Quem te faz sorrir?

Tu estás indo encontrar alguém. Seu pai, quem sabe seu irmão, um amigo... Vai muitas vezes pelo dever, pela obrigação. Não me leves a mal, são pessoas que amamos, que precisamos. Mas deve ter entre elas uma que parece ter nascido para fazer os outros rirem. Alguém que causa certa euforia com a expectativa de rever. E é bem possível que essa pessoa não possa te ajudar com outras coisas além de te provocar aquelas risadas desconcertantes.

Geralmente são pessoas excessivamente práticas. Se tu falas do teu problema no trabalho ela diz: — Mete o pé nessa bosta, faz algo que te faça feliz. Se você reclama da relação ouvi um: — Porque não diz na cara, separa porra! Se dizes do quanto estás sem dinheiro recebe um: — Tá chorando de barriga cheia!

Realmente é melhor não criar expectativas quanto aos conselhos de um sujeito desses.

Mas pensando bem, se alguém não te faz feliz, não consegue te arrancar aquelas risadas longas e fininhas que até parecem uma ambulância passando, essa pessoa também não tem de ti o que tu esperas dela. Precisamos esquecer um pouco da lógica e fazer como nos desensina o amigo inconsequente. Escolher um emprego que nos dê prazer, pessoas que nos façam bem, lugares agradáveis... Lugares agradáveis sempre estão cheios de pessoas agradáveis.

Esse é o nosso débito com a gente mesmo.

Esperar? Esperar o quê, a morte eminentemente imprevisível e traidora? Esperar as coisas mudarem, as pessoas mudarem?

Não, quem espera fica sempre no mesmo lugar. Por isso que sentimos desejo de encontrar com nossos amigos extrovertidos. Quem sabe porque vemos na sua inconsequência uma janela onde passa um filme de quem deveríamos ser. Certamente não tão doidos assim, mas muito mais quem somos e muito menos o ser paradoxal que nos tornamos, de tanto ouvir a nossa consciência.

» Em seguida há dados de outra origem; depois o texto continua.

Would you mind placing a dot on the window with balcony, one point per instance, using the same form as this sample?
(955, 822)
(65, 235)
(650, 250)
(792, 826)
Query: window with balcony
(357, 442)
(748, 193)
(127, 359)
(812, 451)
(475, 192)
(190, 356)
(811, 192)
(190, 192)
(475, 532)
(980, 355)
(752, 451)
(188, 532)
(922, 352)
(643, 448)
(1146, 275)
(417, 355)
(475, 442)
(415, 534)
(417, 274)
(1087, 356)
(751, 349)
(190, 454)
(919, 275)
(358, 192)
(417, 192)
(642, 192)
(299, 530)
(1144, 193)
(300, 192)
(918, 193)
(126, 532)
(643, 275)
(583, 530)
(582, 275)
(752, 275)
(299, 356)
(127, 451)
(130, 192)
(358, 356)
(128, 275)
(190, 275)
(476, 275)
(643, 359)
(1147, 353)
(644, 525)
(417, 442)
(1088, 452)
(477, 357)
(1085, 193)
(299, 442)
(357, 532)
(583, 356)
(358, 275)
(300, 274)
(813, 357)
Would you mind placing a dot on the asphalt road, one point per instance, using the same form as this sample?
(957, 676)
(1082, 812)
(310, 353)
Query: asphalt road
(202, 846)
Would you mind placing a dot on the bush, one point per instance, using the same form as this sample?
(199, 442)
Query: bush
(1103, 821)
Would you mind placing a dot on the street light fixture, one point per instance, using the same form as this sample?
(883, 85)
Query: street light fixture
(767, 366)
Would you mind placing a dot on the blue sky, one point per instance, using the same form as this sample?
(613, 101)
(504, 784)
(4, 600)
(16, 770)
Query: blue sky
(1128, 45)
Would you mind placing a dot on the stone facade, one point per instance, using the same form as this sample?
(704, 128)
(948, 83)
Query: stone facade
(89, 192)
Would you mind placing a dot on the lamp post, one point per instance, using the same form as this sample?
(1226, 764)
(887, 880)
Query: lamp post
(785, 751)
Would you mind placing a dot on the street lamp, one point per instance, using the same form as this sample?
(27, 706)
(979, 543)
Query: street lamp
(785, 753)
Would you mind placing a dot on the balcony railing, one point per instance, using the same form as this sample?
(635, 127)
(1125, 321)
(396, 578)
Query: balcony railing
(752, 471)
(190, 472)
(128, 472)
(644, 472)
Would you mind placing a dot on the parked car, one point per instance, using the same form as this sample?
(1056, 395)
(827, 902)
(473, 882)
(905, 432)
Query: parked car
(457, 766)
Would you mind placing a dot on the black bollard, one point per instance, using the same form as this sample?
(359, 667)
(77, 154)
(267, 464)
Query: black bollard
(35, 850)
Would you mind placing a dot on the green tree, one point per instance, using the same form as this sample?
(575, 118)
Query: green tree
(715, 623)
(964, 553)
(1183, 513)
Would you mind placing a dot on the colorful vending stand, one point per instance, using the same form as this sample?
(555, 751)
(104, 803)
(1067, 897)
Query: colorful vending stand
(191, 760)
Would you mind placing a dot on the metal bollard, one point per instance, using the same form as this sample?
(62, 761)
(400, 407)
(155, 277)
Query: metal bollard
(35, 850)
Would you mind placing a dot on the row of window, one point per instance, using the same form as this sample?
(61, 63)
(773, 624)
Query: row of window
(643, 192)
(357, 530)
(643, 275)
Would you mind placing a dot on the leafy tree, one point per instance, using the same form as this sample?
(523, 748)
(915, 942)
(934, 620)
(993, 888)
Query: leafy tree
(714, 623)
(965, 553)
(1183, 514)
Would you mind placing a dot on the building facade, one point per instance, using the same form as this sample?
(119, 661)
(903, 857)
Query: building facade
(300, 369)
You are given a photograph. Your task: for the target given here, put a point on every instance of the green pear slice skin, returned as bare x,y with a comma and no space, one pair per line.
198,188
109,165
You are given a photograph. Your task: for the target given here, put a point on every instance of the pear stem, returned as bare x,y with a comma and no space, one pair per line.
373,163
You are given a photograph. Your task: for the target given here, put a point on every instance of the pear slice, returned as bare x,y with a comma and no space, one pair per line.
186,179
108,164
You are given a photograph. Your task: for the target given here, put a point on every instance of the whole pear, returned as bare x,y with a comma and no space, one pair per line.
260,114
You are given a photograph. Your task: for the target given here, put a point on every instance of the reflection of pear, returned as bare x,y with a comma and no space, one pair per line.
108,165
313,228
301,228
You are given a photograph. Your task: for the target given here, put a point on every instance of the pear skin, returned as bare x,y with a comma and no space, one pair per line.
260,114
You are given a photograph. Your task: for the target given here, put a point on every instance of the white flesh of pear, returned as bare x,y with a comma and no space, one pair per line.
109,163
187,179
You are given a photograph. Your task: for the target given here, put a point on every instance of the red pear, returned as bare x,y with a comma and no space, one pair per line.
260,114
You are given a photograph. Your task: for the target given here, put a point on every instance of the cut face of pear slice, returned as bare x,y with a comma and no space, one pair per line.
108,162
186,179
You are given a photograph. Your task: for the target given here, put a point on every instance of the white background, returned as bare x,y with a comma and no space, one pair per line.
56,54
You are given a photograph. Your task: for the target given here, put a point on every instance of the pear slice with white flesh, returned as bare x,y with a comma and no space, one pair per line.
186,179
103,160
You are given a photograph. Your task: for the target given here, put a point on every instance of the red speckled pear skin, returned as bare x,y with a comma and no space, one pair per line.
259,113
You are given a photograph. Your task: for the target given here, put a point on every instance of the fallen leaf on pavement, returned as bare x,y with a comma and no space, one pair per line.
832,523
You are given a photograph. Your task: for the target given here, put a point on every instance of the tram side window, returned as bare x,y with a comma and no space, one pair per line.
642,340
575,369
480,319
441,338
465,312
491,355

Afinal, quem determina quem somos? O eu que está convencido que os próximos 30 anos vão passar ainda mais rápido, e que sem nenhum milímetro de hipocrisia sabe da certeza de que só tem dessa vida para gastar? Ou desconfias que quem te diz o que deve ser feito está nos bastidores da tua mente te entregando as verdades que comandam a tua vida? Aquele que segura uma placa dizendo “você está sendo filmado” e que é responsável por não te deixar fazer merda. Aquele que diz dane-se não vou pedir desculpa, que acha que o mendigo só não tem o que tu tens por que ele não trabalha. Que persegue os adolescentes no afã de evitar que eles sintam prazeres que por certo não saberiam como administrar.

Adivinha, é tua consciência despejando inutilidades sobre os outros assim como fizeram contigo. Te tornaste o parente, o amigo chato e as pessoas vão perder pouco tempo contigo.

Mas tenho uma boa notícia, ainda dá tempo. Saia para a rua, veja no que dá. Passe vergonha, ria de si mesmo, seja inconsequente e quando alguém estiver sério demais fale idiotices. Se rirem de ti por que chegaste atrasado, pelo resvalão que destes na calçada, por estares sem dinheiro ou porque tu és péssimo no que faz, não perca o salto. Ria também até que saia aquele som de um porco na risada (sempre temos um amigo que ri assim).

Como dizia García Márquez “são os riscos de se estar vivo.” E os vexames, que remexem com tudo aquilo que é normal e aparentemente correto, são muito mais atraentes do que discursos morais.

Então me diga, quem sempre te faz sorrir?